Backstrom has enjoyed watching Johansson improve over the course of his first NHL season, in part because the 20-year-old rookie's development means Backstrom doesn't have to rush himself back into the lineup.

Although it's only a recent and temporary development, Backstrom's absence with a fractured left thumb resulted in a chance for Johansson to spend time on the top line and showcase how far he has come since his first few months with the Capitals.

Against the defending Stanley Cup champion Chicago Blackhawks on Sunday afternoon at Verizon Center, Johansson likely will skate alongside Ovechkin for a third consecutive game.

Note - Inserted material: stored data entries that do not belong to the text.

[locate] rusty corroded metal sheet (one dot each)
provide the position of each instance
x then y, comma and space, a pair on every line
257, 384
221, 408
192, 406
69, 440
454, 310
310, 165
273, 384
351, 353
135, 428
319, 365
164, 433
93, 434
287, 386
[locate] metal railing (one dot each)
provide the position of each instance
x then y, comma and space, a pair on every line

Lately, Johansson has been steady playing next to Washington's franchise player. He doesn't try to force passes, as he did earlier in the season, and instead uses his speed and skating strength, which many of his teammates marvel at, to create more space for Ovechkin.

"He's doing real good, I like to see him play like this," Backstrom said. "He was such a good player even when he first came here, you could see it, the way he's fast and a good stick handler and I think the biggest difference is really him becoming more comfortable and gaining the confidence to trust himself in every situation."

Even before this stint on the top line, the Capitals' coaching staff observed his growing calmness with the puck and smart decision-making on a more consistent basis. Johansson already has surpassed the most games he's ever played in a single season, and his play is getting stronger.

"I think it's just game experience; the more you play, the better you feel and the more you get to know the other teams," said Johansson, who has 21 points, including three in his past four games. "I think the confidence is the thing that's improved most. When you're getting to do things all the time you know you can do it, and it's improved my game a lot."

Everyone could see Johansson's talent and potential when he arrived in Washington for rookie camp this past summer, so much so that General Manager George McPhee all but guaranteed he would start the season in Washington. His teammates saw a sublime skater and someone who was eager to learn, and over the course of the season they've grown to respect Johansson's toughness.

The latest example came on March 6 against the Florida Panthers when Johansson blocked a shot by Dmitry Kulikov - the puck hit him in his right leg, near his knee - that sent him crumpled to the ice. Johansson said his leg hurt and went partially numb, but when he couldn't feel the pain much more he rejoined the contest.